A friend of mine sent me a photo of her and her newborn occupying a park in Wall Street. This friend is well-to-do and while her leanings have always veered to the left, she has never manifested what one might call a propensity to protest. Things have changed.
Driven by a perception that little has changed on Wall Street since the financial crisis and the hundred billion dollar bail out, the Occupy Wall Street (OSW) movement has captured the imagination of people around the world; an instance of virtual-aided analogue protest going viral. It seems clear that the movement’s growth and capacity to captivate national and international audiences stems from its ability to embody, in the most literal sense of the word, some very deep frustration in the United States about who seems to be getting left behind in the massive deal-making and bail-out-package-reaching by politicians and big corporations.
Given the excitement that OWS has raised, it might be somewhat surprising that it has not capitalised on the global attention to advance a set of demands that reflect some of the systematic roots of the problems OWS claims it wants to tackle: corruption. This has an explanation, based on the morphology of the movement itself. The movement, who’s decision-making body is called the General Assembly, describes itself as “a horizontal, autonomous, leaderless, modified-consensus-based system.” As a result, it finds consensus-building, such as to come up with a focused list of core demands ”really hard”.
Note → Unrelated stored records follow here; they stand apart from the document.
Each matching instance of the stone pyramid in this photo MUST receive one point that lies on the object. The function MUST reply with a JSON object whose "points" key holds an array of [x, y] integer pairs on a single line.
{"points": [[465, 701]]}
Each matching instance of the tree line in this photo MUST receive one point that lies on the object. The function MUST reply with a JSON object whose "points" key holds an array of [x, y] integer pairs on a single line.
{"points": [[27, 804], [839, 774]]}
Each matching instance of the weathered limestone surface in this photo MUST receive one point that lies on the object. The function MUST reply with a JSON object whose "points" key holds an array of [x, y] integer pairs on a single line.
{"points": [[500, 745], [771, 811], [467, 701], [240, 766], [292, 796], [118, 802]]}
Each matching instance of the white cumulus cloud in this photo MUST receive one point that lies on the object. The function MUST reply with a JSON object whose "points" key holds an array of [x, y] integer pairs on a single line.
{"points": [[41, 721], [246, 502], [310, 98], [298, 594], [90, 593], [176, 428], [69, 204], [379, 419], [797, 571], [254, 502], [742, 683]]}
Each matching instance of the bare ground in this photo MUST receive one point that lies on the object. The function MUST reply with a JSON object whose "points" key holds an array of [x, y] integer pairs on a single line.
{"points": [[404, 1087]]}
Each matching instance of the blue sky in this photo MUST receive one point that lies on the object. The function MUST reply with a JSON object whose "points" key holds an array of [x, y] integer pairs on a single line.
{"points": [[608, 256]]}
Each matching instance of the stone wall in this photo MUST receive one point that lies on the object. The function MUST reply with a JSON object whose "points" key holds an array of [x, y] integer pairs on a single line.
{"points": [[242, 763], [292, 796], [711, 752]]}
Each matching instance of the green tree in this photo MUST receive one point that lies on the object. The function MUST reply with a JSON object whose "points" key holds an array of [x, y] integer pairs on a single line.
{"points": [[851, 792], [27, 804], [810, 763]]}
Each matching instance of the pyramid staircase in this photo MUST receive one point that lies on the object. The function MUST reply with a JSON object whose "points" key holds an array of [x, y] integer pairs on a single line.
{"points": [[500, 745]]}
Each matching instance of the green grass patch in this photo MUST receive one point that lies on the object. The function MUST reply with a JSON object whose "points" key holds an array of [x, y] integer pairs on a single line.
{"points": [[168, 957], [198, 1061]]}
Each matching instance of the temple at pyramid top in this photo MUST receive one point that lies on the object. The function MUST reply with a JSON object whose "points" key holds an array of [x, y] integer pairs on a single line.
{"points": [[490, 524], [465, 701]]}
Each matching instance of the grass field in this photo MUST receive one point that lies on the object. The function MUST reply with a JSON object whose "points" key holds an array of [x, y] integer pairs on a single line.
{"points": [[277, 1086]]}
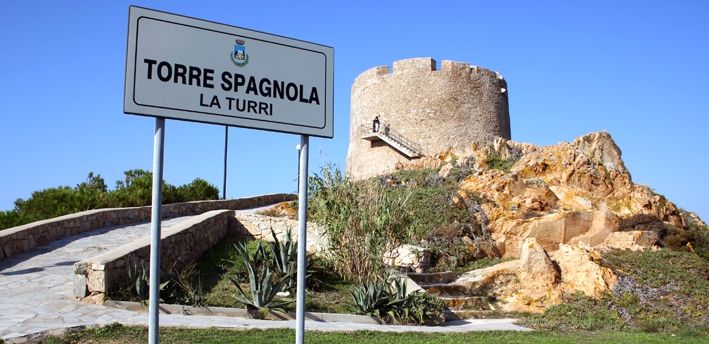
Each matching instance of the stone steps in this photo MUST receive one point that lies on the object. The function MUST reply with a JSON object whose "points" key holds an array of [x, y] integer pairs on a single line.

As a symbol of direct democracy, the message sent by the occupation of public sites in NY and around the country is “a pretty powerful statement against the corruption that Wall Street has come to represent.” As Betsy Reed points out in The Nation, “Of course, we need policy ideas…[b]ut sometimes you also need a spark.”
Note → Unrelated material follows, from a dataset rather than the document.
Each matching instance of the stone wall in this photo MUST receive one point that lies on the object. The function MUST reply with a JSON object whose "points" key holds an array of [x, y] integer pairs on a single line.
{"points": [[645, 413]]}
True. But the question remains, can OWS take it farther than that? If not, that spark will be remembered as an example of how taking back the public square no longer leads to lasting social change. The draft lists of demands floated by OWS activists on their website vary wildly in scope and aim. Also, they do not always address the systemic drivers of corruption that have helped bring the US into crisis, such as the failure of government to regulate Wall Street or the severe weakening of political finance reforms. Some demand proposals are closer to the mark. Whatever final demands emerge, if any, will only help a push for lasting change if they touch much more on treating the causes rather than the symptoms behind the increasing influence highly concentrated wealth has on politics.
If OWS is serious about limiting the abuse of power by very wealthy interests, they may want to focus their demands on the longer road of powerful structural change such as bringing political finance reform back to life through the legislature and pushing for greater transparency in the international finance and banking sectors. That will be really, really hard.